In spite of having a lower number of patients with traditional cardiovascular risk factors like hypertension, diabetes mellitus and family history of cardiovascular disease in our HIV group, there was a higher prevalence of PAD as compared to non-HIV patients. This supports the fact that HIV infection itself plays a major and independent role in atherosclerotic process [29]. Based on the multivariate analysis of various cardiovascular risk factors associated with abnormal ABI, we found that age, Caucasian race, hypertension, diabetes mellitus, Non- HDL Cholesterol ≥ 4.91 mmol/l, HDL ≤ 1.03 mmol/l, Triglycerides ≥ 2.25 mmol/l, metabolic syndrome were independent predictors of PAD.
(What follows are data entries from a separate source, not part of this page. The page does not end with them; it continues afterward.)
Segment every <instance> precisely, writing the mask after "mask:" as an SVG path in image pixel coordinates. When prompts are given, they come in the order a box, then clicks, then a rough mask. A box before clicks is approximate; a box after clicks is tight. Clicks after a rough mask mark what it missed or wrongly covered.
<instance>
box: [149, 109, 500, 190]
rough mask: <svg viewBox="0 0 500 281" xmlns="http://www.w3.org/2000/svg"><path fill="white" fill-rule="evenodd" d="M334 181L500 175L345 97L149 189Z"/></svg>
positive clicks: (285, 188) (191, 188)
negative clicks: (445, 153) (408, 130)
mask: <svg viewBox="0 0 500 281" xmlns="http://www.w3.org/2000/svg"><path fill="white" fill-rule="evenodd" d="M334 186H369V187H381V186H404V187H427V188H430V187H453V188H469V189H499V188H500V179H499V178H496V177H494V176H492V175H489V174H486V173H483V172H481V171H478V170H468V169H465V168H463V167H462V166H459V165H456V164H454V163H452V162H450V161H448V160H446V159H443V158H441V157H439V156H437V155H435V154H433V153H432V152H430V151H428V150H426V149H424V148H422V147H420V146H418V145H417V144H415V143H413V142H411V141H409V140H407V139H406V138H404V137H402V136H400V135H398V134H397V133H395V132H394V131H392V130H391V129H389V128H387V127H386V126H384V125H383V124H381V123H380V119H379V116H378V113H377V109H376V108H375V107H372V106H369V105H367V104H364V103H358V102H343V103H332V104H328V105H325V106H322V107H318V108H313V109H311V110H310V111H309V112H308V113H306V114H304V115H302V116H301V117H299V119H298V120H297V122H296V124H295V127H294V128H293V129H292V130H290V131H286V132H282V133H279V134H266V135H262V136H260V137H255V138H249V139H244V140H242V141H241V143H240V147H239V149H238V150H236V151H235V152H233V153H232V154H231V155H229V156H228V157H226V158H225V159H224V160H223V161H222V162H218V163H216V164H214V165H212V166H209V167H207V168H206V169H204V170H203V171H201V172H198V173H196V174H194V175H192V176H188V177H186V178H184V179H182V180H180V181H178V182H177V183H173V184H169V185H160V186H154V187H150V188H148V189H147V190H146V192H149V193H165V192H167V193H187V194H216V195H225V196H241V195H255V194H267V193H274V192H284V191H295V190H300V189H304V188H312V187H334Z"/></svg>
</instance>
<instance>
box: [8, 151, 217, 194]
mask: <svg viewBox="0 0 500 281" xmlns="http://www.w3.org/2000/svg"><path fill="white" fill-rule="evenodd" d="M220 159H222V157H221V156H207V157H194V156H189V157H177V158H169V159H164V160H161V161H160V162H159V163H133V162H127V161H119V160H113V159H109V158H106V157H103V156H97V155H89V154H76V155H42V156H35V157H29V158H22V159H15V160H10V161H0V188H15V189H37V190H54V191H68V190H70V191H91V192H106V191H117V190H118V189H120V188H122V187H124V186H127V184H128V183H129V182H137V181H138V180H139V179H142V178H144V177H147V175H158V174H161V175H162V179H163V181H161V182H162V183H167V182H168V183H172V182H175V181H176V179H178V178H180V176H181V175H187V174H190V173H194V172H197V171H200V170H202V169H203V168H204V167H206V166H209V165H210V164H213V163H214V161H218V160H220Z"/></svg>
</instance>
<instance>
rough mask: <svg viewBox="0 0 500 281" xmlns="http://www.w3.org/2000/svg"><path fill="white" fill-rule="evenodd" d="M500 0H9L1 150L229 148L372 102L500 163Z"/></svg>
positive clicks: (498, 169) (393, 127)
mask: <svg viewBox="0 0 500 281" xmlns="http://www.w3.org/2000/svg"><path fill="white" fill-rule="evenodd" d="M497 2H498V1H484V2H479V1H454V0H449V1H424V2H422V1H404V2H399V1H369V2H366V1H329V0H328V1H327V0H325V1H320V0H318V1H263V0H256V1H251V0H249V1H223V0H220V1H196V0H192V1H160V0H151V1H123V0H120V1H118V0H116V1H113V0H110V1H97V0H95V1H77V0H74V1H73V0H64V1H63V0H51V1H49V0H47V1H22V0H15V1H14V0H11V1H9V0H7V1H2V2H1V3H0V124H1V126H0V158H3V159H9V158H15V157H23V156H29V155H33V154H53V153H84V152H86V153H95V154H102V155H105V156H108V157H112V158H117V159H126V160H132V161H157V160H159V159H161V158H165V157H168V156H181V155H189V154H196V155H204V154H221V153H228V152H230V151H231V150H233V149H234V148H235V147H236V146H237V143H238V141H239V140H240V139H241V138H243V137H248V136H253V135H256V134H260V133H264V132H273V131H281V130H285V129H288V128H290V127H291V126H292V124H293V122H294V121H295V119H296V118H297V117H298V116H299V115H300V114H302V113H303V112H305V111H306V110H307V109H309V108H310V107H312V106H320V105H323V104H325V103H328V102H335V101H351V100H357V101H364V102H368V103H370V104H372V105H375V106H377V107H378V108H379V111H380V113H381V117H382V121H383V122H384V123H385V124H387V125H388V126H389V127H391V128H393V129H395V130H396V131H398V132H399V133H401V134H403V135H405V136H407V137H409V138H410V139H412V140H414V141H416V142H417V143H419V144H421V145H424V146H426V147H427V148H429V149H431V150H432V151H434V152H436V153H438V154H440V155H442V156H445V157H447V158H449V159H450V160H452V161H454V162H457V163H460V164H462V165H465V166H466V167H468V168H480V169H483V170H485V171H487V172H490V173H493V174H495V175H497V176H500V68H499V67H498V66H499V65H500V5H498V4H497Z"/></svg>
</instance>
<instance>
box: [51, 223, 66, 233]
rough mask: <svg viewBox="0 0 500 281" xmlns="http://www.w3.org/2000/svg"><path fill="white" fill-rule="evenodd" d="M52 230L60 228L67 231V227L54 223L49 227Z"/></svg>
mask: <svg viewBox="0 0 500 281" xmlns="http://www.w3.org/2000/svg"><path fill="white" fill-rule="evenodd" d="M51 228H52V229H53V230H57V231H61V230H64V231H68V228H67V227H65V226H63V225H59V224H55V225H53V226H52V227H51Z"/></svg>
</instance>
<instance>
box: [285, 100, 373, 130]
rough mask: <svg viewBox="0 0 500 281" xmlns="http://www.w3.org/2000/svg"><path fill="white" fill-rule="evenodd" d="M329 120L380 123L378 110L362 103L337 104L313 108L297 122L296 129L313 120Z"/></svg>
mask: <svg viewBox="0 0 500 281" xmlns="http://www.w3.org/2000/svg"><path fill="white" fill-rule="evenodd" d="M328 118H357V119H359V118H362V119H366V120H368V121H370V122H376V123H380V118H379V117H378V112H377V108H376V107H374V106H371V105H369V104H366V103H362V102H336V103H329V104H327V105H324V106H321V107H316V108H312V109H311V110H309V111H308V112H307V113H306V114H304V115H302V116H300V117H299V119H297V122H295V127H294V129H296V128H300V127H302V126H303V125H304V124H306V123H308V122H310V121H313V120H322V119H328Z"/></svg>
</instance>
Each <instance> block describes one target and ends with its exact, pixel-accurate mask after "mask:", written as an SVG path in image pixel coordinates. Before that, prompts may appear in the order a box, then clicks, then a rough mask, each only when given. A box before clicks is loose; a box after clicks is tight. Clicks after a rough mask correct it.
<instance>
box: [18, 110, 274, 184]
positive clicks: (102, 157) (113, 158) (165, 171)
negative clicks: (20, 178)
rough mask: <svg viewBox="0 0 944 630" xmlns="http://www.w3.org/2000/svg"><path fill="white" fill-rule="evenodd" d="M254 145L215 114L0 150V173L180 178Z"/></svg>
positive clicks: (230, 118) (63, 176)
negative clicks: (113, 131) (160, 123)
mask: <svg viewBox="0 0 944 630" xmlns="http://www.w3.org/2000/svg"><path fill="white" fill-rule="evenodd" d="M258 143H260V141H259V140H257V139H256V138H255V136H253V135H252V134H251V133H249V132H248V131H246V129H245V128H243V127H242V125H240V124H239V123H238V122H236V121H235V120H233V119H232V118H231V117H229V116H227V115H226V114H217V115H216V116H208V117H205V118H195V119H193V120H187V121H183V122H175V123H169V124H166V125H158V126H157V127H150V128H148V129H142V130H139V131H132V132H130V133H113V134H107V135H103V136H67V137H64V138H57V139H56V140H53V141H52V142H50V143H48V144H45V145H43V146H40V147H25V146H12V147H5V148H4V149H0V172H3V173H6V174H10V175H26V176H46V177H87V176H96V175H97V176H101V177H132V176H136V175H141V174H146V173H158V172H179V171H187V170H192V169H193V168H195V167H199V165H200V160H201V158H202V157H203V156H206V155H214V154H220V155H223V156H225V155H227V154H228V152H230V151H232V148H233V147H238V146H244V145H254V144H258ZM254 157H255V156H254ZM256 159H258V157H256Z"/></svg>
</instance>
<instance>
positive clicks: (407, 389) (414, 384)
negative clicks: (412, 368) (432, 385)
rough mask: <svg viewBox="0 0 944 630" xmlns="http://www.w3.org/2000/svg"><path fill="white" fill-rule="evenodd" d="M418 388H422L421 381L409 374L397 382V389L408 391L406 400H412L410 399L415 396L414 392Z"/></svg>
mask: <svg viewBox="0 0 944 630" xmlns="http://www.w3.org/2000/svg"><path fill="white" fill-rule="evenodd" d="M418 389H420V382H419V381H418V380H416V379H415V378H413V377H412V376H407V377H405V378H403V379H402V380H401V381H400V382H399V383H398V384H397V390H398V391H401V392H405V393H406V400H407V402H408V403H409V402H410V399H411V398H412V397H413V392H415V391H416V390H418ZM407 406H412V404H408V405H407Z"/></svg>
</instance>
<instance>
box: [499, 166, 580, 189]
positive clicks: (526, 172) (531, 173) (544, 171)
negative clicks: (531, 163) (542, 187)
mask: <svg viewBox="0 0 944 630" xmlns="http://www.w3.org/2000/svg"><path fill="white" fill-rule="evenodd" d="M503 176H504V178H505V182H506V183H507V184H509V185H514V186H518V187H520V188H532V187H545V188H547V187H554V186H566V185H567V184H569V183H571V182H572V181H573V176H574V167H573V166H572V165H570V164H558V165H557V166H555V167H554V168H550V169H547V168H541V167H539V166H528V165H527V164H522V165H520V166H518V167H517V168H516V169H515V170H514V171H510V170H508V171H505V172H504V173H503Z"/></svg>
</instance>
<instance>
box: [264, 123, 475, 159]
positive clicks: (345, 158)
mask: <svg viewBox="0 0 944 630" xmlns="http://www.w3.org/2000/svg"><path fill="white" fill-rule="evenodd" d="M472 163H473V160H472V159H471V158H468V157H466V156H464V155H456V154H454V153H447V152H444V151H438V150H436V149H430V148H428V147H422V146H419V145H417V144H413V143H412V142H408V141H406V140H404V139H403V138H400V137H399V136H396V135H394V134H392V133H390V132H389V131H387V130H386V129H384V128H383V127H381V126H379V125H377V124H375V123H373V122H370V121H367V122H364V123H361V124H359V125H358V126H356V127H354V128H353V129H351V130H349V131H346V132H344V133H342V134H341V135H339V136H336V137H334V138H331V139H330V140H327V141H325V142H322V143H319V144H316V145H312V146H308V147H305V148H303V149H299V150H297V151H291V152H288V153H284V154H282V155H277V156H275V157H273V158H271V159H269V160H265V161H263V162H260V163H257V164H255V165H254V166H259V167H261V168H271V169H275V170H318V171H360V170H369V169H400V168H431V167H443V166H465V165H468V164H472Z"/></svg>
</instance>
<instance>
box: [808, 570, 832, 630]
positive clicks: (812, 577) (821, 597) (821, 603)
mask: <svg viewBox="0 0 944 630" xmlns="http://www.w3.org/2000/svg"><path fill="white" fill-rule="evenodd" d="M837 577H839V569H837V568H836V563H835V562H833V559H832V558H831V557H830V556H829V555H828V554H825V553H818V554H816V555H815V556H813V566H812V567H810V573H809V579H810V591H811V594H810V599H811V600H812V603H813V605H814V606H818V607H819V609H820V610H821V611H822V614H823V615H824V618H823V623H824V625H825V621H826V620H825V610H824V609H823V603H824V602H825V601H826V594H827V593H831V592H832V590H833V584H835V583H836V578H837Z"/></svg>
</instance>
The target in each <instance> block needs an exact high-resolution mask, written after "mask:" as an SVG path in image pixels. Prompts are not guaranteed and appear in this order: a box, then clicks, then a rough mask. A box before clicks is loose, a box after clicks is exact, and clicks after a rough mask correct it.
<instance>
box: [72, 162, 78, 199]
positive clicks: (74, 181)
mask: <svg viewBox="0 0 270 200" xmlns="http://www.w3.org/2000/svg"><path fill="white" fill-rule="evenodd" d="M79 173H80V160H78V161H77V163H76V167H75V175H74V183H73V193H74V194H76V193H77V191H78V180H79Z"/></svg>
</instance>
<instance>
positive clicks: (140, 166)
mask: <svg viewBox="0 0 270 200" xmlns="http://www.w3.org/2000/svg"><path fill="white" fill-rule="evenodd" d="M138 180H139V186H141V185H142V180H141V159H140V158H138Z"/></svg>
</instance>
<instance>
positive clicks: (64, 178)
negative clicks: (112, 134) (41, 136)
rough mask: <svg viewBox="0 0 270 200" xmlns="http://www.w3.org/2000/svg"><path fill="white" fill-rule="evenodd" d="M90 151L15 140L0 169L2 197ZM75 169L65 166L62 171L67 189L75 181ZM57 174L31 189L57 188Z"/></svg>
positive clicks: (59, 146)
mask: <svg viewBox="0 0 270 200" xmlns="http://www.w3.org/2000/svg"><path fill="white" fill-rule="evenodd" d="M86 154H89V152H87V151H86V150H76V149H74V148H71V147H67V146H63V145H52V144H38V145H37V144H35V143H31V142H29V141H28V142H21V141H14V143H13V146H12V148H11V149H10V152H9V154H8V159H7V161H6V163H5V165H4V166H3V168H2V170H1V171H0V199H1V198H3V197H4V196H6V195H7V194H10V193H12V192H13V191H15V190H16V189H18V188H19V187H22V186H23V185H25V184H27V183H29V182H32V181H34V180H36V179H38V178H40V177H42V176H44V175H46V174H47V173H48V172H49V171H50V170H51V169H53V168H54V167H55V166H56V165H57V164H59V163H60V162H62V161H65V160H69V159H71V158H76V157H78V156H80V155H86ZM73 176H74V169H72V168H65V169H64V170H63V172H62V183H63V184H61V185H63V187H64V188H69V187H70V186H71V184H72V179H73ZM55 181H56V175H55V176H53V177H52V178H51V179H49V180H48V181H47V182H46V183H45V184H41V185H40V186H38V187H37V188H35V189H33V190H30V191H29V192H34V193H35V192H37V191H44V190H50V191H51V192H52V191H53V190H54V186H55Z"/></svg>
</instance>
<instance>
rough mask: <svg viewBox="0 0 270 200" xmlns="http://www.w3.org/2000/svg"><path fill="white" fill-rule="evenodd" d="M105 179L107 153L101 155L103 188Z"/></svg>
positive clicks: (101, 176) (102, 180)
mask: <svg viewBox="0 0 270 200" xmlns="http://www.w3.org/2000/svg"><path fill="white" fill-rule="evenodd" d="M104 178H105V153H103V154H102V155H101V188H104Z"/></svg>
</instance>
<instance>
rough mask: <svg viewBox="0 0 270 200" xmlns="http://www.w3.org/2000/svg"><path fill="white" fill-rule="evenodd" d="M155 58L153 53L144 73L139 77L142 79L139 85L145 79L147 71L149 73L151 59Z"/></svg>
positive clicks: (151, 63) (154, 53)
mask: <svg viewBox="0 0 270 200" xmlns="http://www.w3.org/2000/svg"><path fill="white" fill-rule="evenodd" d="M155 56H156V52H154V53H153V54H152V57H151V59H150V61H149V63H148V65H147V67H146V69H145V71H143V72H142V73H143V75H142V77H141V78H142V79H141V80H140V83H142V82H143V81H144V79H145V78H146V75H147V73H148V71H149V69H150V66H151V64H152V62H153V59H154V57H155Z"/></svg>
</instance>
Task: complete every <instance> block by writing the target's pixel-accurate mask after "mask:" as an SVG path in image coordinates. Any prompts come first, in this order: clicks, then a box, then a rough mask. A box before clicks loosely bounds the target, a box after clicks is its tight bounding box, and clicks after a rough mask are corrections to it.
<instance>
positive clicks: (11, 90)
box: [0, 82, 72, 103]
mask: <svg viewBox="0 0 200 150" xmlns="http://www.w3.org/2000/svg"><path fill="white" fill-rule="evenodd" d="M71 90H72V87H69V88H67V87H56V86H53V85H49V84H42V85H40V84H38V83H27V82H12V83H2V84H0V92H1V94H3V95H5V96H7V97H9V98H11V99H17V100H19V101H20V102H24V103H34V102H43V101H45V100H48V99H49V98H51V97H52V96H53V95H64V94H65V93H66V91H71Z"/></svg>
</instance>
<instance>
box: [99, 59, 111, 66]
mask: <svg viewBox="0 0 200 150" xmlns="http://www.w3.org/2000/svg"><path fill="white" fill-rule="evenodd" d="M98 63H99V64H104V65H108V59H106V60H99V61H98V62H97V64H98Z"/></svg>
An abnormal ABI is a marker of high vascular mortality and has been associated with lower 5-year survival rate. Therefore, it is very essential to identify patients with abnormal ABI to aggressively manage them to prolong survival [30]. As mentioned previously, ABI measurements were performed by a single vascular specialist in the present study to negate the inter-observer bias. However, ABI testing can be easily performed by primary care physicians after minimal training [31], and should be routinely done for HIV patients. If abnormal ABI is found in HIV patients, their cardiovascular and infectious disease risk factors should be managed more aggressively.
The results of this study should be interpreted within the scope and limitations of its design. Ours is a single center study with data collected specific to our institution. Even though, there was a large volume of sex-matched control group, the sample size in the HIV group was small. Finally, the claudication score and ABI results were not confirmed with arterial ultrasound.
The prevalence of PAD is higher in HIV-infected patients as compared to sex-matched non-HIV controls. Clinicians should routinely screen for PAD in HIV patients using simple tool like ABI measurement. Apart from correlation with cardiovascular risk factors, strong association between lower CD4 cell count and abnormal ABI exists. This warrants more aggressive approach in managing cardiovascular and infectious markers in HIV-infected patients with abnormal ABI.